I’m not a professional, political analyst by any stretch, but something tells me Sand Mountain’s incumbent politicians could run the table for another term in 2020.
Now, don’t get me wrong. Saying the mayors and councilmembers of Albertville and Boaz are all primed to win isn’t quite an endorsement, and it’s certainly not a slight toward anyone looking to run for office. It’s just the truth.
Anyone debating a run for office in Albertville is sure to have their hands full. Headlining the administration’s accomplishments is the construction of its $58 million recreation complex that will positively impact not only the city, but the entire county. With the recreation center being one of the biggest developments Marshall County has seen in decades, it’s hard to comprehend why anyone would vote against the mayor and council. They’ve also brought in a plethora of business and industry to the area, and they’ve consistently worked to get streets paved.
The case for Boaz’s government officials is no different. In fact, the case is quite similar.
Once plans for a potential $16 million recreation facility are finalized – which includes an indoor pool that the public has been dying for – and put into motion in the coming weeks, the current administration will only be adding another big item to the sizeable list of notable moves.
A paving plan is already in motion, several restaurants are either setting up shop in Boaz or are on the way, and Old Mill Park – the city’s new park that includes an amphitheater and pirate-themed splash pad – is preparing to open in August.

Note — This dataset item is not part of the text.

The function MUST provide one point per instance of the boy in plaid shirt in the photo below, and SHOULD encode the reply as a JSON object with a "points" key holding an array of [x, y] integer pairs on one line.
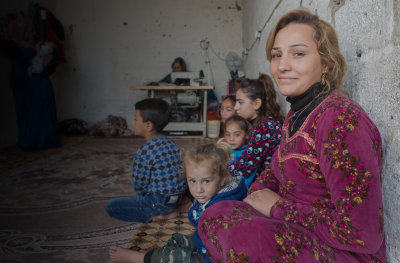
{"points": [[156, 168]]}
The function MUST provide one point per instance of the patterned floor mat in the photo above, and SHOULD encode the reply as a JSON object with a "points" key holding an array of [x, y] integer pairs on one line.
{"points": [[152, 236], [17, 157]]}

Everything the administrations of Albertville and Boaz have done, are doing and are working toward is exactly what the people were promised.
One thing that could affect voters’ opinions is the fact that Albertville and Boaz each passed a 1-cent tax increase, even though most were in opposition of a tax increase during campaign season the first time around. But is all the good that came with the increase enough to make people forget about that?
I’m not saying it’s impossible to unseat a mayor or councilmember that has been successful, but unless one simply chooses not to run again, it’s going to be an uphill battle for any opponent.